Each and every piece of gear the trainees are given has an embedded RFID tag. When they have suited up and have everything else in their duffel or in their hands, they walk through this scanner, which is meant to determine if they have everything they need.
These rules are posted on the wall for trainees to read and follow as they wait for processing. It's clear, from the last rule in the list, that this sign has been posted since a sexual harassment/assault scandal rocked the Air Force a few years ago. Many of the new procedures in place at Lackland have been instituted in response to the scandal, in which dozens of female trainees said they were sexually assaulted by instructors.
Trainees do a wide range of drills during their time at Lackland Air Force Base, including learning how to work from a firing position like this one. Unfortunately, no live training was going on when CNET Road Trip visited.
Trainees spend several hours every day in classrooms, learning the academic portion of their Air Force education. Classrooms are filled with non-networked computers. They are not allowed normal outside contact during their eight weeks of training, though they are allowed a few short phone calls to friends or family. They may not access any kind of social media during the training period.
The trainees go through regular physical exercise, including running around a large track near their barracks. Based on the speed of previous runs, they are categorized into groups, each of which has a specific color. The slowest runners use the red lane, while the fastest use the blue lane. This is meant to apply peer pressure to get better as they proceed through training.
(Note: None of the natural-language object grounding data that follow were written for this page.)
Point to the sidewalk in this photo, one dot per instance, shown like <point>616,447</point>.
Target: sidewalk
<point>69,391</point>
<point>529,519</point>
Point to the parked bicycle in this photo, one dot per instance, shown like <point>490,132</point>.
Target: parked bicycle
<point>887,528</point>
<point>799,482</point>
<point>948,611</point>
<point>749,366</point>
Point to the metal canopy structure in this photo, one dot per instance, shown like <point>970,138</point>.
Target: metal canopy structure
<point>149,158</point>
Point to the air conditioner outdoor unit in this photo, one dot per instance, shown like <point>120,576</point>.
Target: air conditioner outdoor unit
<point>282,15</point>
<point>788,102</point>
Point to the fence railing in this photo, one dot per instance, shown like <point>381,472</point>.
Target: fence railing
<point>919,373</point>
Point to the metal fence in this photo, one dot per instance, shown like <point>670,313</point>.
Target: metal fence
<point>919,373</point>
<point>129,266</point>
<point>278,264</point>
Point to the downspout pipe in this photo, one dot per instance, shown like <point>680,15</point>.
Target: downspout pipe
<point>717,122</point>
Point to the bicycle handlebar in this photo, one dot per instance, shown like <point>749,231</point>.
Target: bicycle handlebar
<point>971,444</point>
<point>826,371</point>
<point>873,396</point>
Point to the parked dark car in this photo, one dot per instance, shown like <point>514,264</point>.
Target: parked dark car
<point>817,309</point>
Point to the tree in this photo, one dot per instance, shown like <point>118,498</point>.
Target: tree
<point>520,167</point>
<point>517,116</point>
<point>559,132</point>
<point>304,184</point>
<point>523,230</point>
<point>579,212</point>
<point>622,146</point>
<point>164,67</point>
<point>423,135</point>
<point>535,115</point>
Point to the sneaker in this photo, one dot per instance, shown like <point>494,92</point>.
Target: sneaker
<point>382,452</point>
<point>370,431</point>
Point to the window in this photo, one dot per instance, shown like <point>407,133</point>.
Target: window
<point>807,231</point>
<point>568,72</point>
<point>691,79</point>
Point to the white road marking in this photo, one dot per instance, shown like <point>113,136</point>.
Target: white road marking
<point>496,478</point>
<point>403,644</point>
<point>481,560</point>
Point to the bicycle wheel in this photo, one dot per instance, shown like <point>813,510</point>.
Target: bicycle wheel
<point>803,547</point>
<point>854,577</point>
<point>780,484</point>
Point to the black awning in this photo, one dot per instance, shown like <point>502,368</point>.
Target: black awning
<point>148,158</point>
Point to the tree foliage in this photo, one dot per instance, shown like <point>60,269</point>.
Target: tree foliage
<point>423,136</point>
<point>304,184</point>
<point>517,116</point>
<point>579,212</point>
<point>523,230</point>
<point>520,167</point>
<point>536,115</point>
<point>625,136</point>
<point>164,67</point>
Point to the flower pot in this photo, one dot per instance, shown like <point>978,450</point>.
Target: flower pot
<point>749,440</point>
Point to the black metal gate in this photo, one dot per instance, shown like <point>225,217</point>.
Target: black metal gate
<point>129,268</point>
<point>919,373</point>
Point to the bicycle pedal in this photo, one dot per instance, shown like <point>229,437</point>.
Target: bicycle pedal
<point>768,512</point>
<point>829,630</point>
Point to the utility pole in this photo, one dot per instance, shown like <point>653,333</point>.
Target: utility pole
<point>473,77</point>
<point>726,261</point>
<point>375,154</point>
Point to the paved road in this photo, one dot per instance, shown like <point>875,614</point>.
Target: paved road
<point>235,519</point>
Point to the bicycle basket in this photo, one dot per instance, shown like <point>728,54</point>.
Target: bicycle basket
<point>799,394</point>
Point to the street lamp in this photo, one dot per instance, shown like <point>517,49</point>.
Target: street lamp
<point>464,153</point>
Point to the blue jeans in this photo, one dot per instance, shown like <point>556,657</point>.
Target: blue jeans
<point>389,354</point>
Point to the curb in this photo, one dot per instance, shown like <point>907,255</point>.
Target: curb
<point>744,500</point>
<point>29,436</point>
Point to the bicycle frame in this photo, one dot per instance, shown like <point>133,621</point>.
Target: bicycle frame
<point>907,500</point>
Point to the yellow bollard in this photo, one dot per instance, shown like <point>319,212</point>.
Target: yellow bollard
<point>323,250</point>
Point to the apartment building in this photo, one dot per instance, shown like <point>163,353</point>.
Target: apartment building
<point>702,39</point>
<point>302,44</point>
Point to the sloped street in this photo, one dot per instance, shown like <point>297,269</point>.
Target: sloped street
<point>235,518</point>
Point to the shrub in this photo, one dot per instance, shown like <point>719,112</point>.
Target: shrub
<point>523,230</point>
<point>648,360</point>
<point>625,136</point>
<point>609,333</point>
After eight weeks, the trainees graduate. But a day before the formal graduation ceremony, they take part in what is known as the "airman's run," where each of the flights dresses in special shirts and runs over this bridge and through a gantlet of their friends and family members.
The day before they officially graduate, the new airmen go through what is known as the Coin Ceremony, where they are given the ceremonial coin that signifies their entrance into the Air Force. Here, a flight arrives at the ceremony as hundreds of friends and family, as well as the airmen's instructors look on.